February 11, 2024

Maryann Corbett


a meditation on the current Facebook meme

Those were the days we had amazing hair.
And bodies. And ambitions. Chutzpah, too.
“Look on our manes, ye mighty, and despair!”
we cry, smirking disdain like Baudelaire
from yearbook-picture ranks and files. We grew
it lush, that long-ago amazing hair,
while choruses wailed Gimme down to there
hair! Though in our hippie hearts we knew
we’d have to tame it someday soon, despair
spared us. In shoulder pads, Dynasty flair,
the Farrah Fawcett shag, the Rachel do,
we offered up our still-abundant hair
to workdays.
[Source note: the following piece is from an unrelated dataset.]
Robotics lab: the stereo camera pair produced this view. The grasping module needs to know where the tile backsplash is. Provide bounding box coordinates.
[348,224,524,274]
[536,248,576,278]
To quotidian wear and tear,
crimpers and curling irons, styling goo.
And then one day the mirror sighed: Despair.
Are these our offspring, whose inventions blare
from TikTok posts in floof and curlicue,
strange new explosions of amazing hair
half-shaved, half rainbow striped? (Try not to stare,
though they return your gawk, peering straight through
your brow lines, fashion failures, gray despair …)
Who were we? Do we remember? Do we care,
you with your naked pate, I with my two-
toned thatch? Is time the low road to despair?
Look at us, though: we had amazing hair.

from Poets Respond
February 11, 2024


Maryann Corbett: “Although this ‘event’ has not been the subject of any story in the mainstream media, most of us have seen it happening: on Facebook, people are posting pictures of themselves at age 21. We can’t seem to resist it. I decided to write a poem instead.” (web)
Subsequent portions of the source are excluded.